NY: Congratulations on being a new mom! You went through surrogacy, and it was a deeply personal and intimate process. How did you navigate this journey and what advice would you give to other couples considering surrogacy as a family building option?

MM: We had a beautiful experience with surrogacy. It was everything and more than we could have imagined. We had a beautiful family that gave us the greatest gift in the world. I think for people who are on this journey, I just say go in with an open heart and allow for a natural connection with these people that are doing this for you. A lot of people can be fearful and make it transactional, and it doesn’t have to be. I think that you pick the people that you feel good with and have confidence that they want to do a great job, and that’s how I felt with my surrogate. Of course, I had some help from friends who had gone through the journey who I could lean on and ask, “Hey, should I worry about this? Should I worry about that?” At the end of the day, we just had a conversation where I figured out what was

important to me. I didn’t check up on her. You must give up some control. Surrender has been a big word in my life, and the more I’ve surrendered, the better I’ve felt, the less anxiety I’ve felt, and the better things have turned out. Things just work out so much better when you give up that control, and we have a beautiful daughter because of them.

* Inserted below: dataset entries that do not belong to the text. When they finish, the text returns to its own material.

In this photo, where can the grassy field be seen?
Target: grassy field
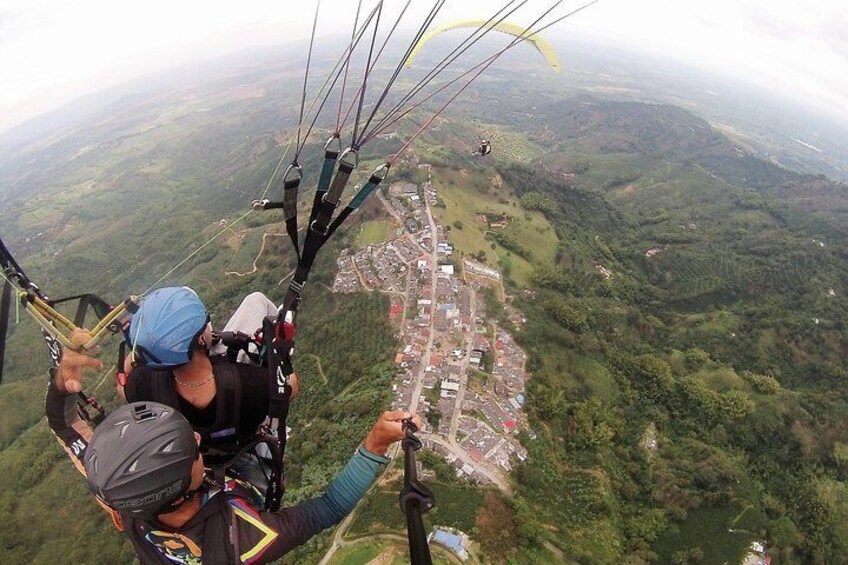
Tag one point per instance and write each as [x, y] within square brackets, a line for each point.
[709, 529]
[456, 506]
[464, 193]
[358, 554]
[372, 233]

NY: Tell us a little bit about her.

MM: Athena is my everything. She’s the love of my life, and we had the most beautiful birth, the most beautiful experience all around, and she’s everything. She’s brought so much joy to us. She’s made our home a home. I’ve lived there for 17 years, and I feel like I’ve always fled, and now I’m just anchored. I feel good. Wherever she is, I’m going to feel good. It’s exciting and it’s come at the right time. I feel like this time in my life I can be with her more than I would have if I had her younger, so I’m grateful for that.

NY: And one final question. What would you say to any couples out there considering surrogacy to provide encouragement and reassurance about this journey?

MM: I think if you’re looking to go the surrogate route, it can be magical. I think we all have to go different ways, and this way was amazing for us. Don’t give up!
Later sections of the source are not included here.